I think you greatly overestimate the complexity of the messaging and node
monitoring required to make FS run as a multi-master, multi-slave cluster,
detect a node failure, and have it automatically recover calls on a slave
system. You seem to be thinking of the task as if it were a general purpose
HA solution which needs to work for any random piece of software across
every imaginable network configuration and software deployment scenario.

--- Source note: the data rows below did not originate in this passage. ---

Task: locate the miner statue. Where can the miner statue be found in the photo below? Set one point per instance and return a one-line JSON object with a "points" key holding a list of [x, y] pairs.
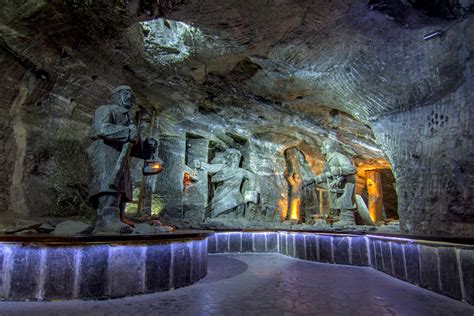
{"points": [[115, 138], [227, 176], [338, 177]]}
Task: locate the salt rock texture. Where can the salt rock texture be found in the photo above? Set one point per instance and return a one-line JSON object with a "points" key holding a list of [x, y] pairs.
{"points": [[259, 76]]}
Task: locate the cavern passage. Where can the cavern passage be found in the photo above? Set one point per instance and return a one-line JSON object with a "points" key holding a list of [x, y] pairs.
{"points": [[246, 106]]}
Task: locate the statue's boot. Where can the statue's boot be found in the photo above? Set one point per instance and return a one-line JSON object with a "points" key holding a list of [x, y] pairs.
{"points": [[346, 218], [108, 222]]}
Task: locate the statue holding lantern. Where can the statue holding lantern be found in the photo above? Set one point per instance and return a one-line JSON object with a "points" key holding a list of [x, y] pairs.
{"points": [[338, 177], [115, 138], [228, 177]]}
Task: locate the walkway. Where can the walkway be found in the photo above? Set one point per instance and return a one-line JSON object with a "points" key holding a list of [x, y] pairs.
{"points": [[268, 284]]}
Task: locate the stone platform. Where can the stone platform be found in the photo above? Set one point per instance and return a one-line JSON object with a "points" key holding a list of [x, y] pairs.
{"points": [[445, 266], [98, 267]]}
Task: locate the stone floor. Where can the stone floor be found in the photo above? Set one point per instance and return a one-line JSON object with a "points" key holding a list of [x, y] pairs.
{"points": [[268, 284]]}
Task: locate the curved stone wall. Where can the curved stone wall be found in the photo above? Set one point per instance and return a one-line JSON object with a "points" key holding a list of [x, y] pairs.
{"points": [[443, 266], [72, 270]]}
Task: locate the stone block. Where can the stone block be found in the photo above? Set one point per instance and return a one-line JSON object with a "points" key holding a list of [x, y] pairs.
{"points": [[259, 242], [284, 245], [272, 242], [359, 255], [300, 251], [222, 242], [466, 256], [181, 265], [387, 258], [235, 242], [379, 263], [325, 249], [341, 250], [3, 253], [125, 270], [291, 245], [25, 272], [59, 272], [429, 269], [373, 262], [412, 263], [212, 243], [157, 268], [398, 261], [247, 242], [195, 260], [93, 271], [203, 261], [311, 247], [449, 272]]}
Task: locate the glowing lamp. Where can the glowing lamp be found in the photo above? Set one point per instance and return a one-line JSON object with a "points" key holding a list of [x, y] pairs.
{"points": [[152, 167]]}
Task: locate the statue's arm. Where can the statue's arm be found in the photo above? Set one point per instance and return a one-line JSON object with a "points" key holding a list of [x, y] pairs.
{"points": [[210, 168], [106, 129], [144, 149], [344, 168]]}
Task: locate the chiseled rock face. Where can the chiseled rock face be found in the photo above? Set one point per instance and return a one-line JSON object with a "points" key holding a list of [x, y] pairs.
{"points": [[261, 76]]}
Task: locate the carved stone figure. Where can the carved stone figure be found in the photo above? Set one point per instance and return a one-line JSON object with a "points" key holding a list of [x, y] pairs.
{"points": [[302, 200], [115, 138], [338, 177], [228, 177]]}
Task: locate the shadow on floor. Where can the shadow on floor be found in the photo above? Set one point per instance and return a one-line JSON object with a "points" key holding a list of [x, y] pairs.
{"points": [[221, 268]]}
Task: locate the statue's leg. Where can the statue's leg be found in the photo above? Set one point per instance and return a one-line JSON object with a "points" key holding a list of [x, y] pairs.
{"points": [[108, 215], [123, 218], [346, 217]]}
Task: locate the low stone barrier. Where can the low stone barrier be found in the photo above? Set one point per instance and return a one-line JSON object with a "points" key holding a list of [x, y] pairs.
{"points": [[443, 267], [49, 270]]}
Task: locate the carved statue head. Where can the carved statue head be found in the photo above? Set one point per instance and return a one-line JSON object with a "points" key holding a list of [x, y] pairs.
{"points": [[123, 96], [329, 146]]}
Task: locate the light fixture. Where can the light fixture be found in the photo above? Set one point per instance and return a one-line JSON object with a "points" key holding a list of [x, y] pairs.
{"points": [[433, 34]]}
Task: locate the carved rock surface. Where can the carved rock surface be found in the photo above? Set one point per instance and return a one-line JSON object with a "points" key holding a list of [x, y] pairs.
{"points": [[260, 77]]}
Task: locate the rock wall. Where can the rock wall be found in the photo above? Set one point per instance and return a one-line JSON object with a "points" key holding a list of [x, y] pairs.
{"points": [[430, 149]]}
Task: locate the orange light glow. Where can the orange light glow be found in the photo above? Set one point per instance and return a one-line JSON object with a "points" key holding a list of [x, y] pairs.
{"points": [[295, 209], [186, 180], [156, 166], [282, 206], [375, 195]]}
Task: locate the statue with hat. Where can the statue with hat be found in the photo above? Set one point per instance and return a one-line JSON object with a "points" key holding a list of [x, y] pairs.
{"points": [[115, 138], [228, 177], [338, 177]]}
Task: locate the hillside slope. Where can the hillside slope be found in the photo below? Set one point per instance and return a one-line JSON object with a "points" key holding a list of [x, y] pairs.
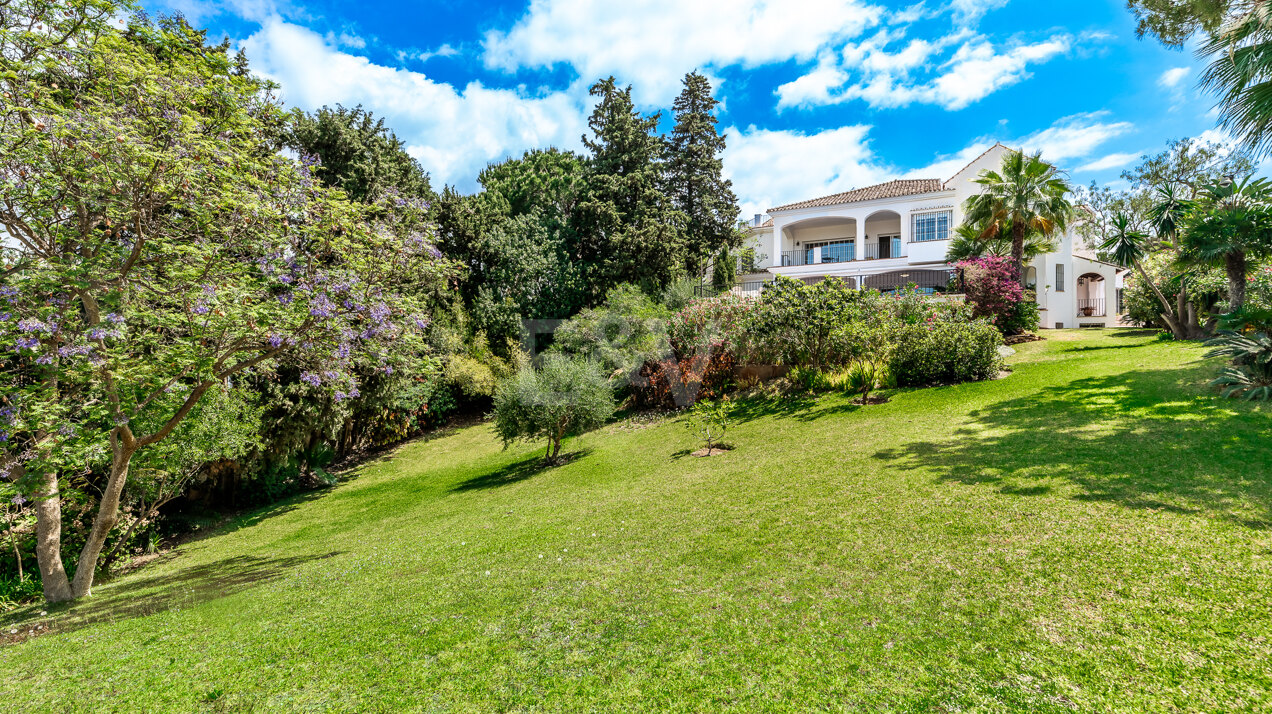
{"points": [[1092, 533]]}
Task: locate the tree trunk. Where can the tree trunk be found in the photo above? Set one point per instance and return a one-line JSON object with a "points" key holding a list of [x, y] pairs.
{"points": [[1234, 264], [1018, 250], [107, 516], [13, 541], [1168, 315], [48, 541]]}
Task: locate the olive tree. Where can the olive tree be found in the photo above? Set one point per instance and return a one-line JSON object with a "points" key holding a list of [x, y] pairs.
{"points": [[565, 397]]}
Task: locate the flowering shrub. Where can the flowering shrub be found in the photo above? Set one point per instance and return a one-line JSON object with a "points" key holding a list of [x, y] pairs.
{"points": [[992, 287]]}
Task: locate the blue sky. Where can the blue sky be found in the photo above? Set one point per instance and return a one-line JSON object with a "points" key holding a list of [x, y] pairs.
{"points": [[819, 96]]}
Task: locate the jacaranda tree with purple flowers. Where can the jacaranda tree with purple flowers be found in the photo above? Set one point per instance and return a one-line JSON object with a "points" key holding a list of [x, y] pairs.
{"points": [[159, 248]]}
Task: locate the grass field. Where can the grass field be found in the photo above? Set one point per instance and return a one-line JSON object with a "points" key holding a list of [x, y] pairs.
{"points": [[1088, 533]]}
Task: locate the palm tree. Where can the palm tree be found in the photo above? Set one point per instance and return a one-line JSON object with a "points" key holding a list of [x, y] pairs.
{"points": [[1128, 247], [1168, 211], [1230, 223], [969, 242], [1240, 73], [1027, 195]]}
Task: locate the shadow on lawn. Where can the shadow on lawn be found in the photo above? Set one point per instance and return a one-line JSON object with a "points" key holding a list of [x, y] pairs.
{"points": [[518, 471], [140, 597], [1140, 439]]}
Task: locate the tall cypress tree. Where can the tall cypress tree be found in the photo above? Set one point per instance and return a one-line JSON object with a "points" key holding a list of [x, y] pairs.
{"points": [[629, 229], [695, 177]]}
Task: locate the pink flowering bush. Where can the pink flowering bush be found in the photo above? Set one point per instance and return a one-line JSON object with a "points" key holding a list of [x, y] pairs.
{"points": [[992, 288]]}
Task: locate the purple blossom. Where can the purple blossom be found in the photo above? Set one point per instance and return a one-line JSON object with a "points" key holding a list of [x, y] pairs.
{"points": [[32, 325], [322, 307]]}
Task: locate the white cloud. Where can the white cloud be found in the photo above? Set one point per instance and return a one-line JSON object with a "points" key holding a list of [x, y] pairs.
{"points": [[770, 168], [653, 43], [453, 133], [973, 9], [813, 88], [346, 40], [1104, 163], [1172, 78], [973, 71], [1075, 138]]}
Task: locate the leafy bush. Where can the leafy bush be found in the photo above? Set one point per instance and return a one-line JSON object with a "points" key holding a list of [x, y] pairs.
{"points": [[710, 421], [564, 399], [943, 351], [1251, 372], [715, 323], [672, 383], [805, 325], [621, 336], [992, 288]]}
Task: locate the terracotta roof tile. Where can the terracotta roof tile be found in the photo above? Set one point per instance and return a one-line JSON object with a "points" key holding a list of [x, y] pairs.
{"points": [[889, 190]]}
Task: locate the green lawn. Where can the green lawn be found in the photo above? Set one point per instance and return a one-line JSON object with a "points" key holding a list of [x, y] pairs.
{"points": [[1089, 533]]}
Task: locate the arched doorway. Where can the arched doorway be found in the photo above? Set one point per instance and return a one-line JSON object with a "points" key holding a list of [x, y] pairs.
{"points": [[1090, 295]]}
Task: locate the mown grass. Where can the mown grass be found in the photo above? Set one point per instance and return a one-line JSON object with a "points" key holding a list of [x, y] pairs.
{"points": [[1089, 533]]}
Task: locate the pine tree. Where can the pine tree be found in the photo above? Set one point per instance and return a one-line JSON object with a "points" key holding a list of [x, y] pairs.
{"points": [[627, 227], [696, 178]]}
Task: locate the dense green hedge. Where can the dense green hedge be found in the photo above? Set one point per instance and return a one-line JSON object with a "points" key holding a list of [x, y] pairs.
{"points": [[945, 351]]}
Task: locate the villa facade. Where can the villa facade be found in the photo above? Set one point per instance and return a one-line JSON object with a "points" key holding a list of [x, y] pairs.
{"points": [[892, 234]]}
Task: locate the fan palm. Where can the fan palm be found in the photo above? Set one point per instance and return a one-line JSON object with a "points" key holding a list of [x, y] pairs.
{"points": [[1251, 373], [1025, 195], [1128, 247], [1230, 223], [1240, 73], [1168, 211]]}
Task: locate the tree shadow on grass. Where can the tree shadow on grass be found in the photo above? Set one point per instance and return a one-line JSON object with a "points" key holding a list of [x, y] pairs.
{"points": [[1145, 439], [140, 597], [518, 471]]}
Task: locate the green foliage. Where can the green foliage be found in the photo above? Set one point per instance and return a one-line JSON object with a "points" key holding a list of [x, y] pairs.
{"points": [[1025, 196], [724, 270], [1239, 73], [1251, 373], [807, 325], [1173, 22], [359, 154], [709, 421], [945, 351], [565, 397], [695, 178], [627, 227], [517, 241], [621, 336]]}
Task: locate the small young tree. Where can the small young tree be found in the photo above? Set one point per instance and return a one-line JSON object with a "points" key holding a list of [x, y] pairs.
{"points": [[710, 421], [565, 397]]}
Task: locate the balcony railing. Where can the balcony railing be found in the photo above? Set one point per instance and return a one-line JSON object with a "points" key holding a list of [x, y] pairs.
{"points": [[824, 255], [1090, 308]]}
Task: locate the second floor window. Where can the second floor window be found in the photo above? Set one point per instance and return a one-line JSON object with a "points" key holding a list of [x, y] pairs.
{"points": [[931, 227]]}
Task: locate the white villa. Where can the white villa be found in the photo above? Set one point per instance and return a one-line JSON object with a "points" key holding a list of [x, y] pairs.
{"points": [[892, 234]]}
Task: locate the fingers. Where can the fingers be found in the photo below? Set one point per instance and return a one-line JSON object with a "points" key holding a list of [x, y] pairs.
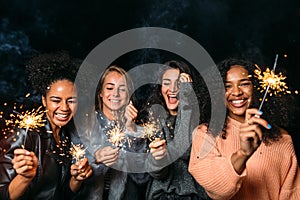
{"points": [[107, 155], [131, 112], [184, 77], [158, 148], [81, 170], [253, 117], [25, 162]]}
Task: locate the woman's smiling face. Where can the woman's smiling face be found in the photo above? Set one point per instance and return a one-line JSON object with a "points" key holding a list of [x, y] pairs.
{"points": [[239, 90], [60, 102], [170, 89]]}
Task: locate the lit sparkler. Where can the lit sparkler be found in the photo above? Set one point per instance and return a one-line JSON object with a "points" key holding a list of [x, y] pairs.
{"points": [[151, 128], [116, 136], [77, 151], [270, 82], [29, 120]]}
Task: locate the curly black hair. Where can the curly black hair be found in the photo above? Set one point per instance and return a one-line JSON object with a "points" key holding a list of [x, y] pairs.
{"points": [[157, 98], [276, 110], [45, 69]]}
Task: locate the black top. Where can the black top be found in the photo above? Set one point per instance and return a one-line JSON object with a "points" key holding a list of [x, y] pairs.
{"points": [[53, 172]]}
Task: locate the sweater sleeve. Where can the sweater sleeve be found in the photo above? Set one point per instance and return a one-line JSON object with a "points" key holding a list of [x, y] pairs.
{"points": [[213, 171], [291, 185]]}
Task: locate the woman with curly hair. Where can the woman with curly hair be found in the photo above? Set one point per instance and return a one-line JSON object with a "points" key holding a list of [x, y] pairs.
{"points": [[174, 104], [43, 168], [253, 157]]}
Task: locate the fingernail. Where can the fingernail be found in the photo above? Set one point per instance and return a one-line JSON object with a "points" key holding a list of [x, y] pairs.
{"points": [[269, 126]]}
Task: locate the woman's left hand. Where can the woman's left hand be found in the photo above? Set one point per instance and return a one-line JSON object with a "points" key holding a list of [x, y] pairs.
{"points": [[130, 115], [184, 77], [81, 170]]}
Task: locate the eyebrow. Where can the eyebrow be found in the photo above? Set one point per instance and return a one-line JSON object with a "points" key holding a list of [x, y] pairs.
{"points": [[245, 79], [55, 97]]}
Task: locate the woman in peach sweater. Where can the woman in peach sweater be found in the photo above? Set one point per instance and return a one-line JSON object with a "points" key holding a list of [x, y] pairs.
{"points": [[252, 158]]}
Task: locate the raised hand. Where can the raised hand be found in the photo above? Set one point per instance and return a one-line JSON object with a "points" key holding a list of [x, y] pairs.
{"points": [[158, 148], [130, 115], [184, 77], [107, 155], [25, 163], [81, 170], [250, 131]]}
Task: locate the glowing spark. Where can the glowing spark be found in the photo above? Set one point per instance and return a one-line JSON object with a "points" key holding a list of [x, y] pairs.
{"points": [[29, 120], [272, 81], [77, 151], [116, 136], [151, 128]]}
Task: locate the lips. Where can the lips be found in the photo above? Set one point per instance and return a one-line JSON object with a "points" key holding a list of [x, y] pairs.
{"points": [[172, 99], [61, 116], [238, 102]]}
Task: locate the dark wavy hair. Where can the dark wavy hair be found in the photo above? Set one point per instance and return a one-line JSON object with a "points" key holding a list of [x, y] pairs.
{"points": [[156, 96], [276, 110], [45, 69]]}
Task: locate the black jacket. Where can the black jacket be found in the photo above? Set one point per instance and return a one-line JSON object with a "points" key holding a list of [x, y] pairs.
{"points": [[53, 173]]}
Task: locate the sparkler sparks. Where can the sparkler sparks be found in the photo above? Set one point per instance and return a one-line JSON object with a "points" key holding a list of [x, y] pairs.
{"points": [[29, 120], [270, 82], [151, 128], [116, 136], [77, 151]]}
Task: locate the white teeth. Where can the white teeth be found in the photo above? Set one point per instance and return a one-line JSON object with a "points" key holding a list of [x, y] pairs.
{"points": [[114, 101], [237, 101], [61, 115]]}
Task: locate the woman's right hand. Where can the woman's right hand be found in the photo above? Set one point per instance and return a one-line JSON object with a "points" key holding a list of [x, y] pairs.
{"points": [[158, 148], [25, 163], [250, 131], [107, 155]]}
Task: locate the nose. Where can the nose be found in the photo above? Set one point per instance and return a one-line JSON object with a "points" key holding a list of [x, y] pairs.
{"points": [[174, 87], [116, 92], [64, 106], [236, 90]]}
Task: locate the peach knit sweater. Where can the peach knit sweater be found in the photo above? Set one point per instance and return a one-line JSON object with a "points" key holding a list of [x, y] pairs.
{"points": [[271, 173]]}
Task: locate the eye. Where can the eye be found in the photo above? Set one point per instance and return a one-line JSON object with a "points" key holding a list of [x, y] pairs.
{"points": [[72, 101], [109, 88], [55, 100], [245, 84], [165, 83]]}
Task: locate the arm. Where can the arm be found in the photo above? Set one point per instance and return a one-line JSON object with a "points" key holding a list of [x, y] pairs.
{"points": [[25, 164], [212, 170], [291, 177], [79, 171]]}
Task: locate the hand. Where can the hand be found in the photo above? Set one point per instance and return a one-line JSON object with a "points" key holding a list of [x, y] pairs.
{"points": [[81, 170], [130, 115], [184, 77], [158, 148], [25, 163], [107, 155], [250, 132]]}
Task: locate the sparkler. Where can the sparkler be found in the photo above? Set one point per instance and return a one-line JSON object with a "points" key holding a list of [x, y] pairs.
{"points": [[77, 151], [270, 80], [151, 128], [29, 120], [116, 136]]}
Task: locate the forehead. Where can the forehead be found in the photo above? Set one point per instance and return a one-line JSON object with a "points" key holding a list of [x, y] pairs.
{"points": [[171, 74], [237, 72], [114, 78], [62, 87]]}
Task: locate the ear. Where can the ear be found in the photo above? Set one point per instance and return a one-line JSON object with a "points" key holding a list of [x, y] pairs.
{"points": [[44, 101]]}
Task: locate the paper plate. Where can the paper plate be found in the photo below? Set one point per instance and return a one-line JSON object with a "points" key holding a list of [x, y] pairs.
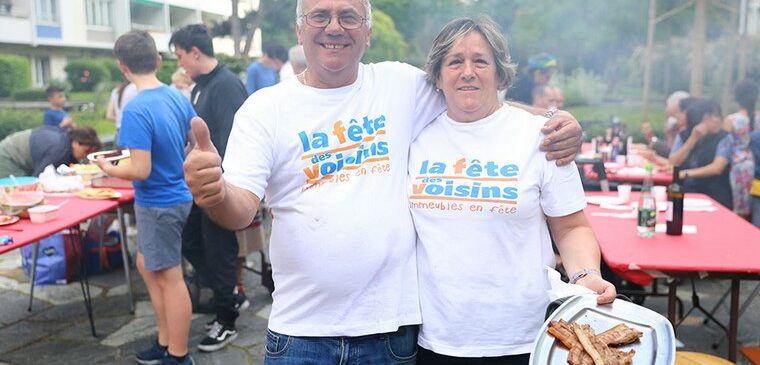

The messaging I need to do is simple:

1) I need to send events from the local FS node to all other slave nodes in
the cluster so they can synchronize call state, registration information,
call limiting information, etc.
2) I need to send heartbeats from all nodes to all nodes out all configured
NICs so they can keep track of who is in which state and which is the
designated slave in case of failure.

These two tasks accomplish everything needed to make this system work. The
heartbeats let each node calculate the state of the cluster. There is no
"single brain" in the cluster. There is a very specific and well-defined
set of rules by which the state of the cluster is calculated by each node,
and all nodes will always arrive at the same conclusion so long as you have
multiple physical networks to ensure communication is never broken between
sets of nodes.

The decision making happens on the slave nodes only. The masters are
already in their role and will stay that way unless something catastrophic
occurs.  They have ways to detect internal failures, and I will have a way
set up for them to detect and deal with a segfault of FS, as well. If such
a failure occurs, their single purpose task is to shut down as cleanly as
possible and get themselves back into a stable state. The slaves also have
only one goal: to recover the calls of the failed master and become the new
master. One slave is always designated as the primary candidate, and all
slaves know which it is at all times (once they exchange their first
heartbeats). They also know which is the secondary, tertiary, etc. It is
all pre-determined up-front and only changes if a failure, reconfiguration,
or maintenance event occurs. When the primary sees a master go down, it
will perform a sanity check on itself first (to make sure it didn't have an
issue) and then take over for the first master it saw go down. Once it has
started that process, it broadcasts that it is switching to master and
which master it is taking over for. At this point, the secondary
immediately becomes primary to all remaining slaves and it is immediately
available to take over for any other master nodes which might also have
failed simultaneously.

The whole process is a very specific and very orchestrated process. The
whole thing is barely comparable to the complexity of the failure detection
and fail over process which Pacemaker has to deal with. I am not trying to
recreate something like Pacemaker. It is a hugely complex system which has
to deal with all sorts of random and generalized configurations of endless
types of software. Pacemaker is like an interstellar spacecraft while I
just need a rocket to put a satellite in orbit.